The Veet name was established in 1922 in the UK, vite meaning "quickly" in the French language. The name was used in some European countries but was not used universally. For example, while the product was sold as Veet in France, the product was sold in Canada and the United States as Neet until 2002, when the Veet name was first used commercially in those countries.

As for 2021, Veet has developed products for different types of skin such as normal, dry and sensitive. Additionally, they have expanded from wax strips to creams and selling a device called "Sensitive Precision" to style face, bikini and underarm.

==Advertising==
Veet was advertised in the 1920s (then known as Neet) as a product that was "faster than shaving", was called "the ready to use hair removing cream," and was initially sold for about fifty cents in the United States.

More recent advertising campaigns have used university students as spokespersons for their products or contained political commentary, such as the "No More Bush" ads after the 2008 United States Presidential Election.
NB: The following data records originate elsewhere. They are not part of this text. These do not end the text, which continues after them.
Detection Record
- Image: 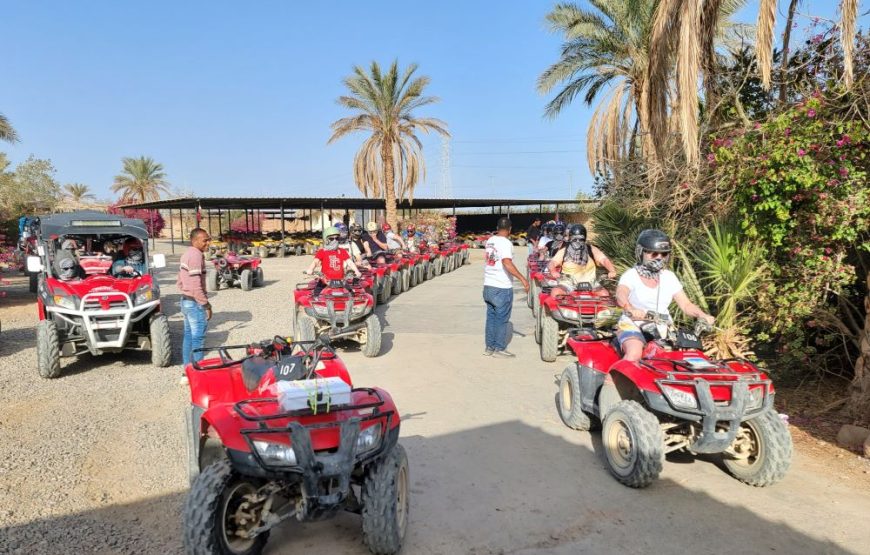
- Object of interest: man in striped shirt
[175,227,211,381]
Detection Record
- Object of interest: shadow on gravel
[0,421,859,555]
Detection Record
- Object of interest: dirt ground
[0,251,870,555]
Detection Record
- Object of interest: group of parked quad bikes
[22,212,468,555]
[527,225,793,488]
[15,213,792,555]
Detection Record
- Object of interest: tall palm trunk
[849,274,870,417]
[779,0,798,104]
[381,141,399,229]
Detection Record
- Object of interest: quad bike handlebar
[191,333,335,374]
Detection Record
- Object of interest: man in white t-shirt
[483,218,529,358]
[616,229,715,360]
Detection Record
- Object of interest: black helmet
[568,224,586,242]
[634,229,671,264]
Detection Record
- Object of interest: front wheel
[601,401,665,488]
[149,314,172,368]
[724,410,794,487]
[182,460,269,555]
[362,443,411,555]
[556,364,593,432]
[362,313,381,358]
[36,320,61,379]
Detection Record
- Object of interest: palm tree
[63,183,96,204]
[652,0,858,164]
[112,156,169,202]
[0,114,18,143]
[538,0,655,173]
[328,61,450,227]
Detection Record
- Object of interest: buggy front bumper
[45,292,160,354]
[643,378,774,453]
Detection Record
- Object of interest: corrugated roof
[121,197,598,210]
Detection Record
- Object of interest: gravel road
[0,251,870,555]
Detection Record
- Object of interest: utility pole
[435,137,453,198]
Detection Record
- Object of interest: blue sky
[0,0,860,202]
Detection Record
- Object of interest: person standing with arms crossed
[483,217,529,358]
[175,227,212,384]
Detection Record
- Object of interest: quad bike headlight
[746,387,764,410]
[559,307,580,320]
[254,440,296,466]
[662,385,698,409]
[133,285,154,304]
[54,295,79,310]
[356,422,381,455]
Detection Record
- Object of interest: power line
[456,150,583,156]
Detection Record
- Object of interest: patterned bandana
[634,258,665,279]
[565,241,589,266]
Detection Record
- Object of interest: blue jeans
[181,299,208,366]
[483,285,514,351]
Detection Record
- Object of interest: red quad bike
[529,280,622,362]
[182,337,410,555]
[556,314,793,488]
[27,211,172,378]
[205,252,265,291]
[293,272,381,357]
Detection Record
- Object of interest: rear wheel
[362,443,411,555]
[239,268,254,291]
[205,270,220,291]
[556,364,597,432]
[296,313,317,341]
[724,410,794,487]
[539,308,559,362]
[601,401,665,488]
[182,460,269,555]
[36,320,61,379]
[149,314,172,368]
[362,313,381,358]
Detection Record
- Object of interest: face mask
[643,258,665,274]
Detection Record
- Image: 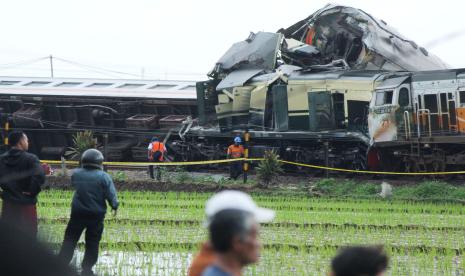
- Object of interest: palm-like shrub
[66,130,97,160]
[257,150,283,187]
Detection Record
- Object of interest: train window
[24,81,50,86]
[0,81,19,85]
[423,94,438,113]
[460,91,465,104]
[375,91,393,105]
[149,84,176,90]
[55,81,82,87]
[181,85,195,90]
[399,87,410,106]
[87,82,113,88]
[439,93,447,112]
[117,83,145,88]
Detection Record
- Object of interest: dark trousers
[229,161,242,180]
[149,165,161,181]
[60,216,103,273]
[2,200,37,237]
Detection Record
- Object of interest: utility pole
[49,55,53,79]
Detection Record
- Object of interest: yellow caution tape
[41,158,465,175]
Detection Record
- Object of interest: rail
[41,158,465,175]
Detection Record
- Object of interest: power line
[0,57,49,70]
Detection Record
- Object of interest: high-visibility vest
[228,145,244,158]
[150,141,165,161]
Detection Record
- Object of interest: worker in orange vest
[228,136,244,180]
[147,137,166,181]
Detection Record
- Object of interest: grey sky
[0,0,465,79]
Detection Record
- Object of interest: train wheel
[405,159,420,173]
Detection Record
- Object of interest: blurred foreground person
[330,246,388,276]
[0,220,77,276]
[0,131,45,237]
[60,149,118,275]
[188,191,275,276]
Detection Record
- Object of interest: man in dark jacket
[0,131,45,237]
[60,149,118,275]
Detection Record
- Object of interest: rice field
[38,190,465,275]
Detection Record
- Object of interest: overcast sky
[0,0,465,79]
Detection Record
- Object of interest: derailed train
[0,5,465,171]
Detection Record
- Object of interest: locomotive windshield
[375,90,394,105]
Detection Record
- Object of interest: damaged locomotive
[0,5,465,171]
[179,5,458,171]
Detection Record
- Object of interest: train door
[395,84,414,139]
[456,88,465,133]
[308,91,334,131]
[439,92,457,133]
[418,93,441,136]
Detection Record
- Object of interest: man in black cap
[0,131,45,237]
[60,149,118,275]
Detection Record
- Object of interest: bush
[66,130,97,160]
[257,150,283,187]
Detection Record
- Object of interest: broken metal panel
[216,68,263,91]
[214,32,282,71]
[376,75,410,90]
[280,5,449,71]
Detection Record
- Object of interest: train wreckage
[0,5,465,172]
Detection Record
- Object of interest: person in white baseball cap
[205,190,276,226]
[188,190,275,276]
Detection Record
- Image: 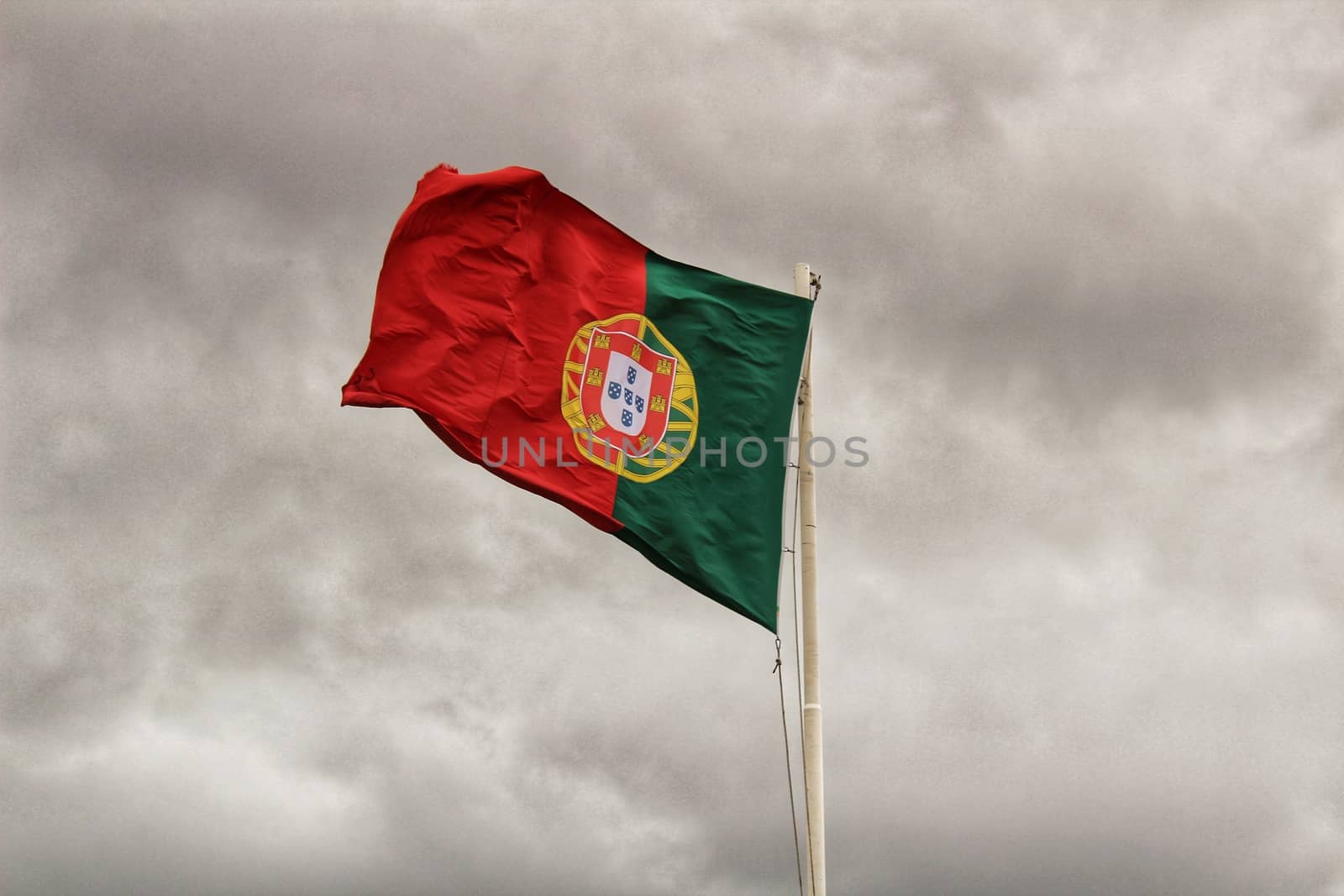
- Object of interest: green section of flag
[613,253,811,631]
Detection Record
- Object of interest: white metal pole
[793,265,827,896]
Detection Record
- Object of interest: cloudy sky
[0,2,1344,896]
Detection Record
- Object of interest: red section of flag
[341,165,647,532]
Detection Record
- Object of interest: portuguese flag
[341,165,811,631]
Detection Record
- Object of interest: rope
[771,637,806,896]
[781,332,822,893]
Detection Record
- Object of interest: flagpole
[793,265,827,896]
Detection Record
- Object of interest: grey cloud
[0,4,1344,896]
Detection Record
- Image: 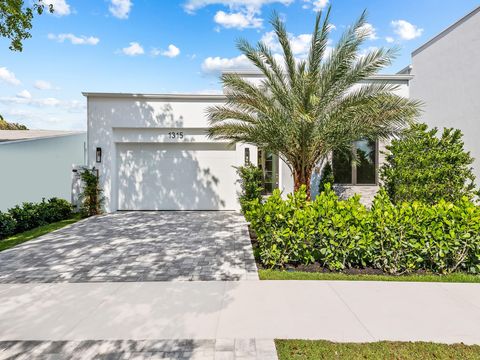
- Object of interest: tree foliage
[0,0,53,51]
[208,8,419,197]
[0,115,28,130]
[380,124,476,204]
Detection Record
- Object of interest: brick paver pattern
[0,211,258,283]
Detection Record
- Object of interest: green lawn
[258,270,480,283]
[0,216,82,251]
[275,340,480,360]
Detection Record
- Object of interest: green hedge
[0,198,73,239]
[246,185,480,274]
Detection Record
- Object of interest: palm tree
[207,8,419,200]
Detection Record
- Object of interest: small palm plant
[208,8,419,196]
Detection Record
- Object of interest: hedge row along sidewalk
[245,187,480,274]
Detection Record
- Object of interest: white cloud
[391,20,423,40]
[0,67,21,85]
[202,54,253,74]
[0,94,61,107]
[122,42,145,56]
[162,44,180,57]
[183,0,294,13]
[357,46,378,58]
[359,23,378,40]
[33,80,54,90]
[150,48,162,56]
[302,0,329,11]
[48,34,100,45]
[42,0,72,16]
[108,0,133,19]
[213,11,263,29]
[17,90,32,99]
[183,0,294,31]
[260,31,312,57]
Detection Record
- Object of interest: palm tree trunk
[293,168,312,200]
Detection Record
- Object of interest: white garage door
[117,143,238,210]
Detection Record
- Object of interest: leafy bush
[246,185,480,274]
[80,168,104,217]
[38,198,73,224]
[236,164,263,213]
[318,161,335,194]
[8,202,46,233]
[8,198,72,235]
[0,211,16,240]
[380,124,475,204]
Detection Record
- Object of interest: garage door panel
[117,144,238,210]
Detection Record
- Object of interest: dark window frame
[332,140,380,186]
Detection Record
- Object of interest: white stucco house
[84,7,480,212]
[0,130,87,211]
[404,6,480,181]
[84,72,411,212]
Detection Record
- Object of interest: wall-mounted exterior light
[95,148,102,163]
[245,148,250,165]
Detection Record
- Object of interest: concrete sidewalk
[0,281,480,344]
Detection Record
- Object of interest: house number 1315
[168,131,183,139]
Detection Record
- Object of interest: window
[332,140,378,185]
[257,149,279,195]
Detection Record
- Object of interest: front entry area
[117,142,238,210]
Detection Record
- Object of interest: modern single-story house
[404,6,480,185]
[0,130,87,211]
[84,72,411,212]
[84,7,480,212]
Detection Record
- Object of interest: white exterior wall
[410,7,480,184]
[234,73,411,204]
[0,133,86,211]
[87,94,251,212]
[85,74,410,212]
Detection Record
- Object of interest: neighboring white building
[84,72,411,212]
[0,130,86,211]
[404,6,480,184]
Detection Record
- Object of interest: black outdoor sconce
[95,148,102,162]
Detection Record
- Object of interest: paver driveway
[0,211,258,283]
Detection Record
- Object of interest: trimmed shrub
[8,202,46,233]
[246,185,480,274]
[8,198,73,235]
[380,124,478,204]
[236,164,263,213]
[80,168,105,217]
[0,211,17,240]
[37,198,73,224]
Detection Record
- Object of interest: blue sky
[0,0,479,130]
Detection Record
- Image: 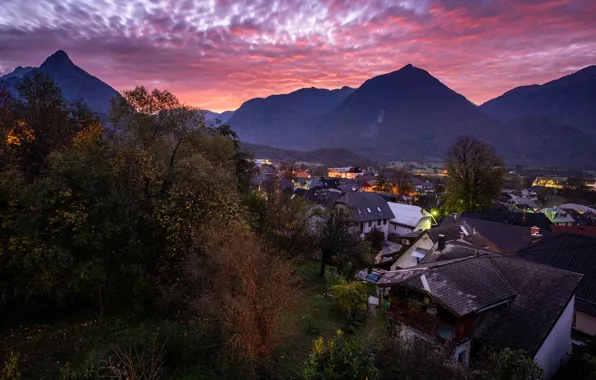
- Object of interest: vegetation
[445,137,505,212]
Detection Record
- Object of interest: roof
[559,203,596,213]
[422,240,498,264]
[461,211,552,231]
[540,206,575,223]
[336,192,395,223]
[387,202,429,228]
[551,226,596,237]
[517,234,596,315]
[379,258,516,317]
[441,216,532,253]
[471,256,582,357]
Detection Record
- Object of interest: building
[540,206,577,226]
[387,202,432,235]
[441,216,549,254]
[460,211,552,231]
[327,166,364,179]
[335,192,395,238]
[377,256,582,379]
[517,234,596,336]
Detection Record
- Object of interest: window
[457,350,467,364]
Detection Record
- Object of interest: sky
[0,0,596,112]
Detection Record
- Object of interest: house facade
[377,256,582,379]
[387,202,432,235]
[335,192,394,238]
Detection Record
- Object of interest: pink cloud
[0,0,596,111]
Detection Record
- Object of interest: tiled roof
[336,193,394,223]
[379,258,515,316]
[474,256,582,357]
[461,211,552,231]
[441,216,548,253]
[517,234,596,315]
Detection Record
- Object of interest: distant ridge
[1,50,119,113]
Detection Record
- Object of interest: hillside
[228,87,354,148]
[242,143,373,167]
[319,65,498,159]
[1,50,118,113]
[480,65,596,135]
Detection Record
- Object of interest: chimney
[437,234,445,251]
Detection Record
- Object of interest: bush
[304,330,378,380]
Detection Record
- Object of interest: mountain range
[1,51,596,168]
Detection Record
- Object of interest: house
[374,222,491,270]
[517,233,596,336]
[387,202,432,235]
[441,216,548,254]
[327,166,364,179]
[540,206,577,226]
[335,192,395,238]
[460,211,552,231]
[414,181,436,193]
[377,256,582,379]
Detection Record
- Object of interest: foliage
[304,330,378,380]
[446,137,505,212]
[0,351,21,380]
[373,174,393,193]
[367,227,385,252]
[318,207,367,277]
[331,280,368,317]
[188,222,299,368]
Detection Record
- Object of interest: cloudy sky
[0,0,596,111]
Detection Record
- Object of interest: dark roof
[379,258,516,316]
[517,234,596,315]
[422,240,498,264]
[472,256,582,357]
[441,216,532,253]
[336,192,395,223]
[461,211,552,231]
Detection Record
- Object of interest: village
[253,159,596,379]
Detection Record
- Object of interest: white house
[387,202,431,235]
[335,192,394,238]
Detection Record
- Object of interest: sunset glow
[0,0,596,111]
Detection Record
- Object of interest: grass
[0,261,384,380]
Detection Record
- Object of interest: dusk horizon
[0,0,596,112]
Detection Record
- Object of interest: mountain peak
[42,50,74,66]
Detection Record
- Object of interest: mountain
[480,65,596,135]
[242,143,373,167]
[317,65,499,159]
[1,50,118,112]
[205,110,234,124]
[501,116,596,169]
[228,87,354,148]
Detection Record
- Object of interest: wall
[391,233,435,270]
[358,219,389,239]
[534,296,575,379]
[575,311,596,335]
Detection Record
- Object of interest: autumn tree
[187,222,300,367]
[446,137,505,212]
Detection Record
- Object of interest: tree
[373,174,393,193]
[279,161,298,179]
[187,221,300,367]
[446,137,505,212]
[367,227,385,253]
[304,330,378,380]
[318,206,363,277]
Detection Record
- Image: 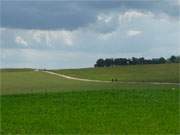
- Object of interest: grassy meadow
[0,64,180,135]
[54,64,180,82]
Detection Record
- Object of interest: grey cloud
[1,0,180,30]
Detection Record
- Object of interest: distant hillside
[53,63,180,82]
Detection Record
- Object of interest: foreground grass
[1,88,180,134]
[54,63,180,82]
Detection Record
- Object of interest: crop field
[0,64,180,135]
[54,64,180,82]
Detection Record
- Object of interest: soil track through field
[43,71,180,85]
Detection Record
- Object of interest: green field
[0,64,180,135]
[54,64,180,82]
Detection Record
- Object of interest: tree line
[94,56,180,67]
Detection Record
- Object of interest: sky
[0,0,180,69]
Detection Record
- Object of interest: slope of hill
[53,64,180,83]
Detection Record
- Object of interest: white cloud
[31,30,75,46]
[97,14,113,23]
[127,30,142,36]
[15,36,28,47]
[119,10,153,22]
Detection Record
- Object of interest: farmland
[55,64,180,82]
[1,64,180,134]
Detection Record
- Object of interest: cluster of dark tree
[94,56,180,67]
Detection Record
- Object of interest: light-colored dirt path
[43,71,180,85]
[43,71,111,83]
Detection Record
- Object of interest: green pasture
[53,63,180,82]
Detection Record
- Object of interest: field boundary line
[43,71,111,83]
[42,71,180,85]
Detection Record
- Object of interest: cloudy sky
[0,0,180,68]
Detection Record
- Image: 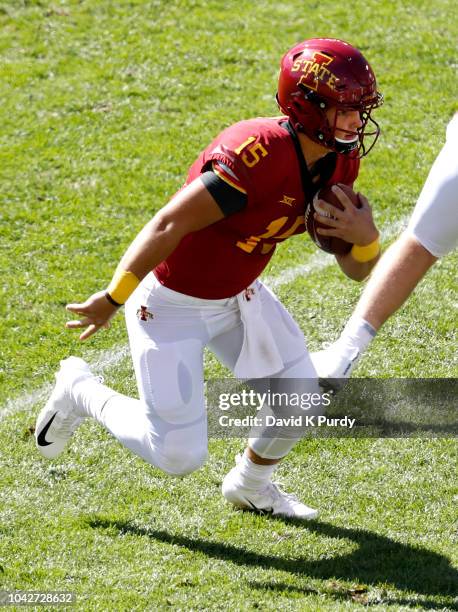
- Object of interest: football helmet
[276,38,383,157]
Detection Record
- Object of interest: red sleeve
[328,154,359,188]
[184,118,289,207]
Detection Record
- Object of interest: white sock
[336,315,377,359]
[237,451,278,491]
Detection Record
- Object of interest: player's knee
[160,447,208,477]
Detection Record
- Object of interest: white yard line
[0,217,408,423]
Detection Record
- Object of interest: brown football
[306,183,361,255]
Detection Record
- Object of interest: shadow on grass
[87,517,458,609]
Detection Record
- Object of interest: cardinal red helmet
[277,38,383,157]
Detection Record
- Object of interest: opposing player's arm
[67,179,225,340]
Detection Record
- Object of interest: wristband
[350,238,380,263]
[106,269,140,306]
[105,291,122,308]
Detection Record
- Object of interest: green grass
[0,0,458,611]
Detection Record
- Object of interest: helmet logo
[291,51,337,91]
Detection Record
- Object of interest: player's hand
[65,291,118,340]
[315,185,379,246]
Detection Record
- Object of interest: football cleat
[222,467,318,519]
[35,357,95,459]
[310,342,361,391]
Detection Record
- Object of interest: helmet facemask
[277,38,383,157]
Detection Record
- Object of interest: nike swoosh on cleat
[37,412,57,446]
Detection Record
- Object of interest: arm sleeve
[200,162,247,217]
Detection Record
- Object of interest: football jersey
[154,117,359,299]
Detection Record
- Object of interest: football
[306,183,361,255]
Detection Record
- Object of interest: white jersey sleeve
[407,113,458,257]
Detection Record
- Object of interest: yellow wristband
[107,270,140,305]
[350,238,380,263]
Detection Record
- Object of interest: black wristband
[105,291,122,308]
Some advertising from Veet has been controversial. A test website for the product in France offended some online users by claiming that the product was "good for the pussy." A representative of Veet addressed the situation stating, "We wanted to create an ad campaign that was a bit humorous and offbeat...we didn't want to shock, but we're not the experts on that." The manager reported there were several complaints about the website, and it was summarily taken down so as not to "tarnish the brand's image."

In April 2014, Veet released a number of controversial commercials. These were poorly received across social media, drawing wide criticism for their unkind depiction of unshaven women as being masculine.